San Beda el Venerable, haciendo referencia a uno de los milagros de Jesús cuando resucita a la hija de Jairo, el jefe de la sinagoga (Mc 5, 21-43), señala: “Estaba muerta para los hombres, que no podían despertarla; para Dios, dormía, porque su alma vivía sometida al poder divino, y la carne descansaba para la resurrección. De aquí se introdujo entre los cristianos la costumbre de llamar a los muertos, que sabemos que resucitarán, con el nombre de durmientes”.
Santa Isabel de la Trinidad también se refiere a la muerte como un sueño: “La muerte, querida señora, es el sueño del niño que se duerme sobre el corazón de su madre. Finalmente, la noche del destierro habrá huido para siempre y entraremos en posesión de la herencia de los santos en la luz (Col 1, 12)”.
Además de utilizar esta misma imagen, Santa Gertrudis de Helfta llega a relacionar la muerte con el día de su boda: “Mi Dios, mi dulce Noche, cuando me llegue la noche de esta vida, hazme dormir dulcemente en ti, y experimentar el feliz descanso que has preparado para aquellos que tú amas. Que la mirada tranquila y graciosa de tu amor organice y disponga con bondad los preparativos para mi boda”.
Por su parte, San Juan Crisóstomo llega a explicarlo de una manera muy clara: “Es cierto, nosotros morimos también como antes pero no permanecemos en la muerte: y esto no es morir. El poder y la fuerza real de la muerte es solamente eso: que un muerto no tenga ninguna posibilidad de volver a la vida. Pero si después de la muerte recibe de nuevo la vida y, más todavía, se le da una vida mejor, entonces esta ya no es muerte, sino un sueño”.

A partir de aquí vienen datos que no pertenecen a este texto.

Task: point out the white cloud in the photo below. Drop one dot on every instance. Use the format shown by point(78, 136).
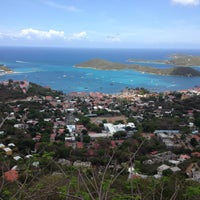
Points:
point(187, 2)
point(39, 34)
point(61, 6)
point(35, 35)
point(113, 38)
point(78, 36)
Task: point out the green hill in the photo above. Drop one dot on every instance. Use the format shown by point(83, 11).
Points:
point(107, 65)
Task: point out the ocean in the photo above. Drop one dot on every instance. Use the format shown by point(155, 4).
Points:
point(55, 68)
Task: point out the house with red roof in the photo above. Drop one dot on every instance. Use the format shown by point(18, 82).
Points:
point(11, 175)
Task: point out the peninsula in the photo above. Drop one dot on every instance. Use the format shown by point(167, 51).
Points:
point(5, 70)
point(175, 59)
point(107, 65)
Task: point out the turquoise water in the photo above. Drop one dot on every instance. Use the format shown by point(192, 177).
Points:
point(54, 67)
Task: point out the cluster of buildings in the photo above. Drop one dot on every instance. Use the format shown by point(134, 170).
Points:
point(64, 112)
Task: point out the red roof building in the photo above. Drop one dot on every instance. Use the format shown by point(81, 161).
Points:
point(11, 175)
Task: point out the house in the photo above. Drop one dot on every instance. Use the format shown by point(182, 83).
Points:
point(8, 151)
point(11, 175)
point(162, 168)
point(2, 146)
point(78, 163)
point(17, 158)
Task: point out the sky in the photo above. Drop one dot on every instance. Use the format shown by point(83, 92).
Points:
point(100, 23)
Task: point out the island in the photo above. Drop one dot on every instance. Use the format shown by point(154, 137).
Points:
point(107, 65)
point(175, 59)
point(5, 70)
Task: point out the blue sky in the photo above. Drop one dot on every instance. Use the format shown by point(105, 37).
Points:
point(101, 23)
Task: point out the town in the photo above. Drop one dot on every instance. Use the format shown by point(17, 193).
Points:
point(136, 134)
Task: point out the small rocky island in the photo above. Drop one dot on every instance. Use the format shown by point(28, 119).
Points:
point(5, 70)
point(175, 59)
point(107, 65)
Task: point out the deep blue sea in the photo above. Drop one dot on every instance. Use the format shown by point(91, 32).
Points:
point(54, 67)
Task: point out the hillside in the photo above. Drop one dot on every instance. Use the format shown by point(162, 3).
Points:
point(107, 65)
point(12, 90)
point(185, 60)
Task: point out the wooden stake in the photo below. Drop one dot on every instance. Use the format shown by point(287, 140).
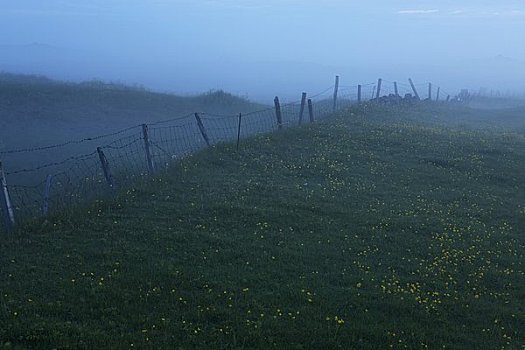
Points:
point(413, 88)
point(379, 82)
point(5, 199)
point(239, 131)
point(47, 191)
point(149, 158)
point(278, 112)
point(336, 90)
point(202, 129)
point(311, 110)
point(105, 167)
point(303, 103)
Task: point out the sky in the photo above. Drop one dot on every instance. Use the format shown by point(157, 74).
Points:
point(262, 48)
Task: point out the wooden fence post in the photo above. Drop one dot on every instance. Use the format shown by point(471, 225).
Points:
point(311, 110)
point(336, 90)
point(202, 129)
point(47, 191)
point(105, 167)
point(413, 88)
point(379, 82)
point(239, 131)
point(278, 112)
point(149, 159)
point(5, 199)
point(303, 103)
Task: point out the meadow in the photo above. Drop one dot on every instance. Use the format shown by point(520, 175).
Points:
point(398, 227)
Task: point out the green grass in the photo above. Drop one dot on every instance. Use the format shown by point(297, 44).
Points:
point(375, 229)
point(36, 111)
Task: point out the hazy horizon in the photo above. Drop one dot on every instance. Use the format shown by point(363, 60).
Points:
point(258, 49)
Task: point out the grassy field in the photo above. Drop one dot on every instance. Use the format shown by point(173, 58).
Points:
point(36, 111)
point(375, 229)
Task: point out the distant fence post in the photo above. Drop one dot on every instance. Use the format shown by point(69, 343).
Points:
point(105, 167)
point(202, 129)
point(278, 112)
point(151, 166)
point(301, 111)
point(379, 82)
point(413, 88)
point(239, 131)
point(47, 191)
point(311, 110)
point(5, 199)
point(336, 90)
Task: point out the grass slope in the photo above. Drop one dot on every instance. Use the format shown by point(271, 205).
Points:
point(36, 111)
point(367, 231)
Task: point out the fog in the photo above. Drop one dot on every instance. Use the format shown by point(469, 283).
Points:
point(261, 48)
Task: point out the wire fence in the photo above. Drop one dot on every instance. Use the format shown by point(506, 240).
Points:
point(94, 167)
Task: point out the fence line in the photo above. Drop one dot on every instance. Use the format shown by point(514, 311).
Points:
point(141, 150)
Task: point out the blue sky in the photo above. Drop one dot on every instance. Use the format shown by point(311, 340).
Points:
point(190, 46)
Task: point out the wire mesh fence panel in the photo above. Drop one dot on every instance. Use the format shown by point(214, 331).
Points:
point(169, 143)
point(57, 177)
point(221, 128)
point(257, 123)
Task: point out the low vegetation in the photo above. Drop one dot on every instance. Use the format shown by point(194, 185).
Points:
point(375, 229)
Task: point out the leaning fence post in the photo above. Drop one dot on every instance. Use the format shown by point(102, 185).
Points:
point(336, 90)
point(202, 129)
point(239, 131)
point(105, 167)
point(413, 88)
point(301, 111)
point(47, 191)
point(7, 208)
point(379, 82)
point(311, 110)
point(278, 112)
point(149, 158)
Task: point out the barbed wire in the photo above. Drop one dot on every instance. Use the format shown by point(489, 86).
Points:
point(79, 178)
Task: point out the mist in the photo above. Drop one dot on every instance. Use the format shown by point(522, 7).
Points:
point(258, 49)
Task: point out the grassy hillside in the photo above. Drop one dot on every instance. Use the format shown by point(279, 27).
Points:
point(37, 111)
point(376, 229)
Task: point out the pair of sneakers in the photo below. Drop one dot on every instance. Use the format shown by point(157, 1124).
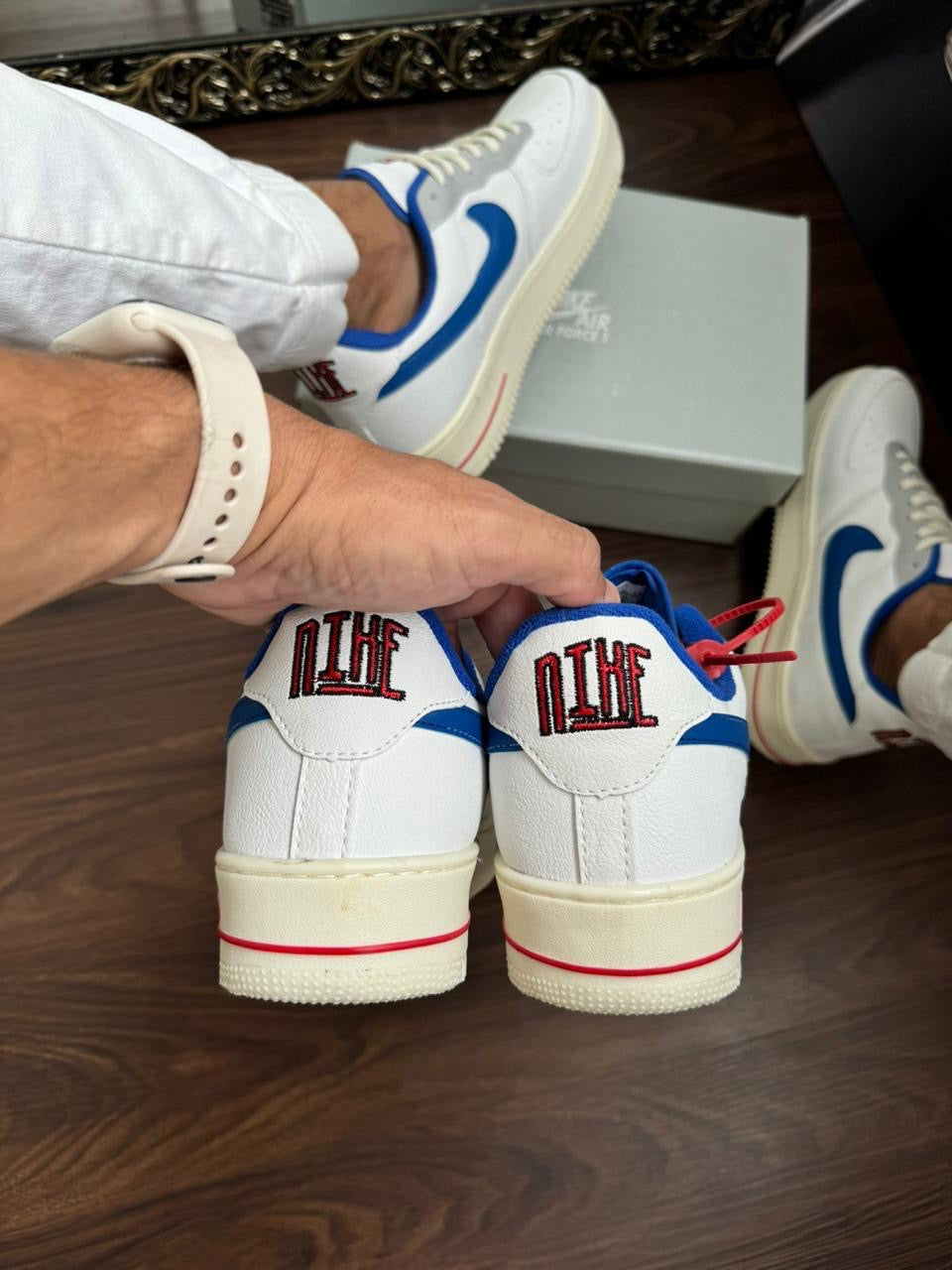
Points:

De ahí que San José Cafasso exprese, a través de una oración, su santo deseo para cuando llegue el momento de la partida: “No será muerte sino un dulce sueño para ti, alma mía, si al morir te asiste Jesús, y te recibe la Virgen María”.
Además de aceptar el dolor que deja la muerte de un ser querido, hace falta afianzar esta visión que nos da la fe para nunca dejar de confiar en la misericordia del Señor que quiere reunir a todos sus hijos en su casa. San Josemaría Escrivá de Balaguer imagina así ese momento de encuentro definitivo con el Señor:
“Cuando te vea por primera vez, Dios mío: ¿qué te sabré decir? Callado, esconderé mi frente en tu regazo… y lloraré, como cuando era niño. Tus ojos mirarán todas mis llagas… Te contaré después toda mi vida… ¡Aunque ya la conoces! Y Tú, para dormirme, lentamente, me contarás un cuento que comienza así: ‘Erase una vez un hombrecillo de la tierra… y un Dios que le quería con locura…’”

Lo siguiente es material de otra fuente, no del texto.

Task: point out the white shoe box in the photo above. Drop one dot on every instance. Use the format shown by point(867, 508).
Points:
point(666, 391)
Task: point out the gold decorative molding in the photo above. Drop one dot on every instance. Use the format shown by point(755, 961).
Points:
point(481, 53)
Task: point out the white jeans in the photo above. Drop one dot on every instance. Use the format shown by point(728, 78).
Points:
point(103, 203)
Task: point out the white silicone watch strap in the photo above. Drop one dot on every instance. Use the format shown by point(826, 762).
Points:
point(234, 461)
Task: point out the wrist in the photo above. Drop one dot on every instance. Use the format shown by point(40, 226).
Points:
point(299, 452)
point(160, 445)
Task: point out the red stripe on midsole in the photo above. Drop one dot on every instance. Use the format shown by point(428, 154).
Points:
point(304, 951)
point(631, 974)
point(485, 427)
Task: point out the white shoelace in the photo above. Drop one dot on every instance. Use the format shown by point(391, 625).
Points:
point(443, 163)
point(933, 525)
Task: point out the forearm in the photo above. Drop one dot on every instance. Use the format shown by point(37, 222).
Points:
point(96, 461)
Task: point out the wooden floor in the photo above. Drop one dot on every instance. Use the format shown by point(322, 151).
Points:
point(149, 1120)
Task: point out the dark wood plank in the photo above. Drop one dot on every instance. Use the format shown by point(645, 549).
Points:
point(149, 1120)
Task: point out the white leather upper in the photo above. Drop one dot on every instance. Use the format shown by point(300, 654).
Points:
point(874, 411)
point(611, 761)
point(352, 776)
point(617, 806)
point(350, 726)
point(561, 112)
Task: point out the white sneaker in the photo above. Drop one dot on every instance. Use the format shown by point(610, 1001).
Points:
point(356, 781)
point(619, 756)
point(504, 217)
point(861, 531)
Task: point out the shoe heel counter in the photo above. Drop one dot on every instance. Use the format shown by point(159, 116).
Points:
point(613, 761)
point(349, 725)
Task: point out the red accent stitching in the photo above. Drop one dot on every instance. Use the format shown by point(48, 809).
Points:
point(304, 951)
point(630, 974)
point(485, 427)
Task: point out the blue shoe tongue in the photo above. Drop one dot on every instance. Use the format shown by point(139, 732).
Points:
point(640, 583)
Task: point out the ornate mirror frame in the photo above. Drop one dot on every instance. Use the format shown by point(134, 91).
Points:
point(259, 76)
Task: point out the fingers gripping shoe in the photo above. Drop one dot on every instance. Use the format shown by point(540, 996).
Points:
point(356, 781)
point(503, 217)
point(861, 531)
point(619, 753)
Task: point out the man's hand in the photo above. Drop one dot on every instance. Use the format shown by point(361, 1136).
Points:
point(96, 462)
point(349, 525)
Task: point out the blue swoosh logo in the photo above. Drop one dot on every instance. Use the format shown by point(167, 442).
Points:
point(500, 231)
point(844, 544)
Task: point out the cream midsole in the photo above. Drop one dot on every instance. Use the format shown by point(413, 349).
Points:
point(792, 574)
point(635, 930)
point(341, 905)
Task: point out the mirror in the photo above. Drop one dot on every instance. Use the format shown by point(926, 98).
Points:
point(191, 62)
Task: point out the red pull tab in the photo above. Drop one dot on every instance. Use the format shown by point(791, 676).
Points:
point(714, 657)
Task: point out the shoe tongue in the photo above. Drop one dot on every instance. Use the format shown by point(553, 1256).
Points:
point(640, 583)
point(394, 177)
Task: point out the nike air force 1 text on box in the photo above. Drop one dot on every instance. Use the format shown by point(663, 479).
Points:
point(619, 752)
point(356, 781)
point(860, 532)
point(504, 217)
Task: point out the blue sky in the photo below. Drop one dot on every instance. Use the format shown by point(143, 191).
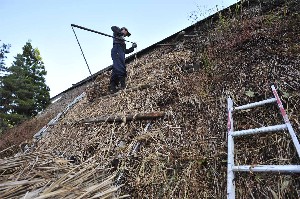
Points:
point(47, 23)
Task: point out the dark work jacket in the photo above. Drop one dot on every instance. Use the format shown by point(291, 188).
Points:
point(119, 39)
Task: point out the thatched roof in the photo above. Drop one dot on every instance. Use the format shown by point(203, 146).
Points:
point(166, 135)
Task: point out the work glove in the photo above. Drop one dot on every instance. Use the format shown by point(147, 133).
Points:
point(134, 45)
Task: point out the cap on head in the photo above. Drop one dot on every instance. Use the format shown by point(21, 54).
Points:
point(128, 33)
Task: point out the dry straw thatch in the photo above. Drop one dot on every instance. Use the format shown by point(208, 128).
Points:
point(184, 154)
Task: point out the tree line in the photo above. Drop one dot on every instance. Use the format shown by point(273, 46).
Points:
point(23, 89)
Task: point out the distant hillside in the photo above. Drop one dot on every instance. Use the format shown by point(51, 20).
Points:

La fe hace posible que anhelemos la vida eterna y el encuentro con todos nuestros seres queridos, pues Jesús mismo reveló que la muerte del cuerpo es como un sueño del cual él nos despierta. De ahí que siempre visitemos el cementerio, que significa dormitorio, donde nuestros difuntos duermen el sueño de la paz y donde algún día Dios los despertará del sueño para llevarlos a su gloria.
En una de sus reflexiones, el padre Javier Gafo -teólogo y moralista español- mencionaba un artículo de la escritora Pearl S. Buck, en el que hablando de la vida y la muerte citaba la carta que le escribió una mujer desconocida que había perdido a su marido:
“Cuando mis pequeños no pudieron comprender el silencio de su padre, recientemente fallecido y que les quería mucho, traté de explicárselo describiéndoles el ciclo vital de un caballito de mar. Comienza como un gusano en el mar; pero, en el momento justo, emerge, y cuando se da cuenta de que tiene alas, vuela. Supongo -les dije- que los que se quedan en el agua se preguntan dónde se ha ido y por qué no vuelve. No puede volver porque tiene alas, ni los que se quedaron pueden volar junto a él porque todavía no las tienen”.
La escritora estadounidense y premio Nobel de Literatura concluía: “Es cierto; aún no tenemos alas, pero llegará un día”. En el mismo artículo el padre Javier Gafo citaba esta oración: “Al morir un amigo, algo de mí, que ya era él, se fue. Algo de mí, resucitó en él. Algo de él, que todavía es yo, se quedó. Algo de él espera a mi resurrección”.
Es cierto: aún no tenemos alas, pero llegará el día en que nuestros ojos se despertarán del sueño para finalmente ver al a la madre, a la esposa, al hermano, al padre, al esposo, al hijo, al amigo… y a todos los que allí nos esperan.